A Few Question On Lens and Magnification

[shimizua]

Homework Statement

So i thought it was Real, magnified, and inverted but just wanted to check. Then also i wanted to know this
here is the picture http://www.gatewaytosedona.com/image/articles4/2121/EST_Jupiter_416w.jpg

Look up the size of Jupiter and the distance to Jupiter
when it is closest to Earth. Use the lens formula to
determine the magnification of the image. How many
pixels in diameter is Jupiter’s image on the CCD? How
large a square on the surface of Jupiter does one pixel in
the image represent?

so the size of Jupiter is 1.9x10^27 kg
distance is 591 million km
and the diameter of Jupiter is 143,000,000 m
and the diameter of the image is .034 m

so to find the magnification i did m=hi/ho and go 2.38x10^-10, but i just didnt think it shouldbe so small since i thought it was magnified. but if i am wrong with the first part then that could be right
So then for the next with how man pixels, it would just be 1024 pixels right?
Then the last part would just be 143,000,000m/1024pixels and got 139648.44

Homework Equations

already kinda put the equations i used

The Attempt at a Solution

just really wanted to make sure i was doing it all right

 

[anathema]

Thank you for reaching out for clarification on your assignment. Based on the information and equations you provided, your calculations seem to be correct. Jupiter's image on the CCD would be approximately 1024 pixels in diameter, and one pixel in the image would represent a square on the surface of Jupiter of approximately 139,648.44 meters.

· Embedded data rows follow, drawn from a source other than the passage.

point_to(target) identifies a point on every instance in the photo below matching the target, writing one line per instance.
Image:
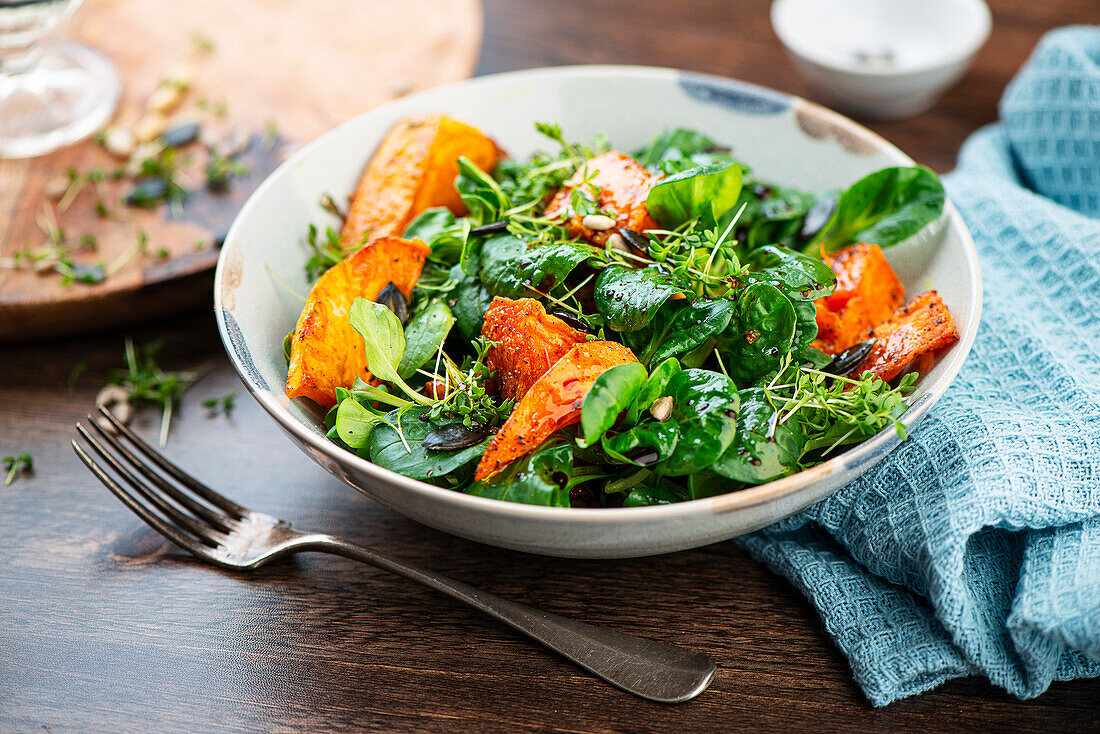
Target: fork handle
(653, 670)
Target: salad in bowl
(591, 327)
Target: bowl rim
(794, 44)
(862, 453)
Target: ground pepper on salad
(598, 329)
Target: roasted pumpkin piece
(913, 332)
(526, 342)
(414, 170)
(552, 403)
(326, 351)
(624, 185)
(867, 293)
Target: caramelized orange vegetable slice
(624, 185)
(552, 403)
(414, 170)
(913, 332)
(867, 293)
(526, 341)
(326, 351)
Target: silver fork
(217, 529)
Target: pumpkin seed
(453, 436)
(394, 299)
(636, 240)
(180, 134)
(616, 241)
(492, 228)
(849, 359)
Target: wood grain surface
(103, 627)
(301, 66)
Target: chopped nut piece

As for the magnification, it is important to note that the magnification of the image is small because the distance between Earth and Jupiter is large. Magnification is calculated by dividing the image distance (hi) by the object distance (ho), so the larger the object distance, the smaller the magnification. In this case, the distance between Earth and Jupiter is 591 million kilometers, which would result in a small magnification.

I hope this helps clarify any confusion and that you are able to complete your assignment successfully. Keep up the good work in your studies of science!

 

[nlightner]

I would like to provide a response to your questions about lenses and magnification. Firstly, your understanding that images formed by lenses are real, magnified, and inverted is correct. As for your calculations, I would like to point out a few things.

The size of Jupiter is not measured in kilograms, but rather in meters. Its diameter is approximately 143,000 kilometers, not meters. This is an important distinction to make when using the lens formula, which is based on distances in meters.

Next, the distance to Jupiter varies as it orbits the sun, so you should specify at what point in its orbit you are referring to. For example, when it is closest to Earth, it is approximately 591 million kilometers away.

Using these corrected values, the magnification of the image can be calculated as follows:
m = -di/do = -dobject/dimage = (591 million km)/(143,000 km) = 4130

This means that the image of Jupiter is magnified 4130 times compared to its actual size. This is a significant amount of magnification, and it is not uncommon for astronomical images to have such high magnification ratios.

As for the number of pixels in the image, it would depend on the resolution of the camera used to capture the image. Assuming a standard resolution of 1024 x 1024 pixels, then yes, there would be 1024 pixels in diameter for the image of Jupiter.

Finally, to calculate the size of one pixel on the surface of Jupiter, you would divide the diameter of Jupiter (143,000 km) by the number of pixels (1024). This gives a value of approximately 139.6 km per pixel.

I hope this helps clarify your understanding of lenses and magnification, and how they apply to the image of Jupiter provided. Keep up the good work in your studies!